Literary notes about Toilsome (AI summary)
The term "toilsome" has historically been employed by authors to evoke the sense of arduous labor, difficult journeys, and the inherent burdens of both physical and mental effort. In literary works, it connotes strenuous work or suffering—as seen when Freud recounts discoveries achieved through "toilsome labor" [1] and Rousseau invokes the enjoyment found in sharing "toilsome pleasures" [2]. Meanwhile, it underscores both grim reality and noble endeavor: Virgil’s depiction of backbreaking work in agriculture [3], Plato’s discussion of burdensome virtuous lives [4, 5], and Carlyle’s acknowledgment of exhaustive reading and life’s weariness [6, 7]. Across these examples—from Poe’s anxious pilgrimages [8, 9] to Hawthorne’s divine reassurance amidst life’s doubts [10]—"toilsome" speaks to the arduous yet defining nature of human experiences in various literary traditions.
- We merely wished to state facts which we believe to have been discovered by toilsome labor.
— from A General Introduction to Psychoanalysis by Sigmund Freud - “Let us go on foot,” says he; “won’t you venture on the walk, when you are always so ready to share the toilsome pleasures of your child?”
— from Emile by Jean-Jacques Rousseau - Twice doth the thickening shade beset the vine, Twice weeds with stifling briers o'ergrow the crop; And each a toilsome labour.
— from The Georgics by Virgil - Meno 73 E, 79]; thought by mankind to be toilsome, 2.
— from The Republic of Plato by Plato - 608 D ; —the life of virtue toilsome, 2. 364 D ; —the just or the unjust, which is the more advantageous?

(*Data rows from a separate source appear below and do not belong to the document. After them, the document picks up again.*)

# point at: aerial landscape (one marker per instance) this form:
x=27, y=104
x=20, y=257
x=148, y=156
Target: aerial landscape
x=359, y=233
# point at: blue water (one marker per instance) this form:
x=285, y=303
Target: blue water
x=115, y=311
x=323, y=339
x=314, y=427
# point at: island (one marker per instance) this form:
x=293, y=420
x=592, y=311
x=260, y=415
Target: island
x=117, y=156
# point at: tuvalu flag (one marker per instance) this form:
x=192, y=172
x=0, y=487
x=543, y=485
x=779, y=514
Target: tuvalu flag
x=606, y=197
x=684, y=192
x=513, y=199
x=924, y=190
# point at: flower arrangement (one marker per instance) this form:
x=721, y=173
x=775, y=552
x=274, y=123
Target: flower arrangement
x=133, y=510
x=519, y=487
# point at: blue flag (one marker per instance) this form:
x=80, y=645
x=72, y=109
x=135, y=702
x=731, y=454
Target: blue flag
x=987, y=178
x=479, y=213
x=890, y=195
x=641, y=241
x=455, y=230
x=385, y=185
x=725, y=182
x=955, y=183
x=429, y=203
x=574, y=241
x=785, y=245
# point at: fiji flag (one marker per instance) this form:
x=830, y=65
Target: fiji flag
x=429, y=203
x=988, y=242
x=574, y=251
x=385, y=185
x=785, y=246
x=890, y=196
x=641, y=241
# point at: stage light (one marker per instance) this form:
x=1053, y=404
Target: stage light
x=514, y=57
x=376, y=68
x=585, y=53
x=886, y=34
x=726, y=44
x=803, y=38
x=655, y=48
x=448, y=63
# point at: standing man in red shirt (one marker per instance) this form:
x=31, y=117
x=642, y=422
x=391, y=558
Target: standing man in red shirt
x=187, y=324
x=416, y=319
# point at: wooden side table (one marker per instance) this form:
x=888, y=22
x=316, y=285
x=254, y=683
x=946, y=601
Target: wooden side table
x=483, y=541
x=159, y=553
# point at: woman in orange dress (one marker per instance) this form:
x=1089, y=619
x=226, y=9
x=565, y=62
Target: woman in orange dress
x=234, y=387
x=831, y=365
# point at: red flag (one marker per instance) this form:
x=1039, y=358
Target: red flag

— from The Republic of Plato by Plato - I must say, it is as toilsome reading as I ever undertook.
— from On Heroes, Hero-Worship, and the Heroic in History by Thomas Carlyle - Toilsome was our journeying together; not without offence; but it is done.
— from The French Revolution: A History by Thomas Carlyle - But in his toilsome journey to the water his fears redouble within him.
— from The Works of Edgar Allan Poe — Volume 1 by Edgar Allan Poe - But in his toilsome journey to the water his fears redouble within him.
— from The Works of Edgar Allan Poe, The Raven Edition by Edgar Allan Poe - But God, who made us, knows, and will not leave us on our toilsome and doubtful march, either to wander in infinite uncertainty, or perish by the way!